Mike Viti

Miami Hurricanes
- Title: Tight ends coach

Personal information
- Born: October 14, 1985 (age 40)
- Listed height: 5 ft 9 in (1.75 m)
- Listed weight: 236 lb (107 kg)

Career information
- Position: Running back
- High school: Berwick (Columbia County, Pennsylvania)
- College: Army (2004–2007)
- NFL draft: 2008: undrafted

Career history

Playing
- Buffalo Bills (2008)*;
- * Offseason or practice squad member only

Coaching
- Army (2016–2021) Fullbacks coach; Army (2022–2025) Offensive line coach; Miami (FL) (2026–present) Tight ends coach;

Awards and highlights
- AFCA Assistant Coach of the Year (2019); Armed Forces Merit Award (2019);

= Mike Viti =

American football player (born 1998)

Michael Allan Viti, Jr. (born October 14, 1985) is an American football coach and former player. He is currently the tight ends coach for the Miami Hurricanes.
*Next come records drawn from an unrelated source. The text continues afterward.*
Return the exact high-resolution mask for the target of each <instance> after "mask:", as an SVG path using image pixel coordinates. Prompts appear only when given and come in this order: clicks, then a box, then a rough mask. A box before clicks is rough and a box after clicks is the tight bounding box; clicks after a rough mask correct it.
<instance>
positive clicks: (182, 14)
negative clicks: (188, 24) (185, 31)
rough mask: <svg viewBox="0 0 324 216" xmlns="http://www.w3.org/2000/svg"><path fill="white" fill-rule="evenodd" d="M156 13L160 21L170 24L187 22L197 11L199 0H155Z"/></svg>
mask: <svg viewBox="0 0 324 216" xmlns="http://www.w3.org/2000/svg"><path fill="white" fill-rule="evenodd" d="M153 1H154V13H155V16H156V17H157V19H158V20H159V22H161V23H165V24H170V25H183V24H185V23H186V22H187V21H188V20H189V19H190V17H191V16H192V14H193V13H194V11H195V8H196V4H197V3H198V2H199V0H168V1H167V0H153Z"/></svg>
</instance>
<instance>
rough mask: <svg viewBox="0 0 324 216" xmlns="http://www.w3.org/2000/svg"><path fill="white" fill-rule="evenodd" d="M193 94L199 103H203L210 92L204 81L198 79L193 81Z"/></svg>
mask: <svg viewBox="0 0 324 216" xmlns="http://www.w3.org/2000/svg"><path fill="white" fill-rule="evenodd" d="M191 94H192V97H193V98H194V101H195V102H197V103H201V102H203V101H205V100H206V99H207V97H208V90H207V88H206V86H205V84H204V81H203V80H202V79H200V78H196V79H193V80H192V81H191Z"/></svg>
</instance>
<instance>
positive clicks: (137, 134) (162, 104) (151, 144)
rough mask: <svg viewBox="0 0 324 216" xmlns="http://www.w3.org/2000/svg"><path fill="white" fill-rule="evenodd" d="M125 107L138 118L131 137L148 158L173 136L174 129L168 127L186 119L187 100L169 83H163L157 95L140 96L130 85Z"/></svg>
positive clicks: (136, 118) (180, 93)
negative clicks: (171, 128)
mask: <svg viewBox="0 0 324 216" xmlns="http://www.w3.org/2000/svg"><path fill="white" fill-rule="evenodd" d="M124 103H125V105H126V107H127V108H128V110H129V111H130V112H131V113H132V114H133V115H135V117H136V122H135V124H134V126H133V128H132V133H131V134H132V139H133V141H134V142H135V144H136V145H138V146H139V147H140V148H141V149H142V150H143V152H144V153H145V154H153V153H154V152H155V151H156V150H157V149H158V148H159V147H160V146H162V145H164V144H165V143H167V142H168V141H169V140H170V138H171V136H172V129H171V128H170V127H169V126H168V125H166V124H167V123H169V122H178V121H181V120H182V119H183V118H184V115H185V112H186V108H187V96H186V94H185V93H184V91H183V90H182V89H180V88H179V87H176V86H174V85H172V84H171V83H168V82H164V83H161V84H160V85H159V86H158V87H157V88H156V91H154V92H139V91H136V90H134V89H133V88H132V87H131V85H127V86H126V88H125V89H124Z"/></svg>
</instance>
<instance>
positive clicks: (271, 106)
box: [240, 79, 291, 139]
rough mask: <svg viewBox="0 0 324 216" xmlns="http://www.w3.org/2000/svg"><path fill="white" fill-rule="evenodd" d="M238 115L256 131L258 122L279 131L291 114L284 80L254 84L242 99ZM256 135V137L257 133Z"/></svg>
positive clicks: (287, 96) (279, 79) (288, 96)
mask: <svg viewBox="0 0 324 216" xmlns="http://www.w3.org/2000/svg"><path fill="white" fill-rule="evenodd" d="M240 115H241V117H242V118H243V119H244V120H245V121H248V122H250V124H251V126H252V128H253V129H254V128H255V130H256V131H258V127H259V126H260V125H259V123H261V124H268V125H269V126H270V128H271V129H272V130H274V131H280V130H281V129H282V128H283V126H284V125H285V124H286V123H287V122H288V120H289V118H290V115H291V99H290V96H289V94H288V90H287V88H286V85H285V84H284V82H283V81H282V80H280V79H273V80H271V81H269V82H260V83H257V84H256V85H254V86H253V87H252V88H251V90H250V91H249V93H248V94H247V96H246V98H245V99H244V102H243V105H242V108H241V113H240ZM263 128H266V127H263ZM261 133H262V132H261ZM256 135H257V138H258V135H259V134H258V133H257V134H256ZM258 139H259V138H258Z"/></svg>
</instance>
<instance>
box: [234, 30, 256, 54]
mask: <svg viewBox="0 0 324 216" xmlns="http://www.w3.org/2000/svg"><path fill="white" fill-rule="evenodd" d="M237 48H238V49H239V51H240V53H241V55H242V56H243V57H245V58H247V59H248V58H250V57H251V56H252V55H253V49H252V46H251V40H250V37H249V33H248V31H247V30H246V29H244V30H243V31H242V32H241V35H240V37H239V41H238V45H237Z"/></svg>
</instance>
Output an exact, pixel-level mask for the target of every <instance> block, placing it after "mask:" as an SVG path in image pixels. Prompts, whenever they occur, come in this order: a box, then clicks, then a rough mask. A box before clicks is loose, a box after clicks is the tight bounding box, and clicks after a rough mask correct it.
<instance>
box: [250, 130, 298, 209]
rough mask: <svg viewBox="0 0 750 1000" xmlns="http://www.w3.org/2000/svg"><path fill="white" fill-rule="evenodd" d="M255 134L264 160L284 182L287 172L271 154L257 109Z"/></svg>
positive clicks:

He played college football for the Army Black Knights as a running back.

==Early life==
Michael Allan Viti, Jr. was born on October 14, 1985. He played high school football at Berwick Area Senior High School in Columbia County, Pennsylvania.

==College career==
Viti was a four-year letterman for the Army Black Knights from 2004 to 2007. He recorded career totals of 91 carries for	321 yards and three touchdowns, and 30 receptions for 198 yards.

==Professional career==
After going undrafted in the 2008 NFL draft, Viti signed with the Buffalo Bills on May 2, 2008. He was released on July 1, 2008. During the War in Afghanistan, he was a platoon leader in a combat zone.

==Coaching career==
Viti was the fullbacks coach for the Army Black Knights from 2016 to 2021, and the offensive line coach from 2022 to 2025. He was also the associate head coach in 2025.

In March 2026, Viti became the Miami Hurricanes' tight ends coach.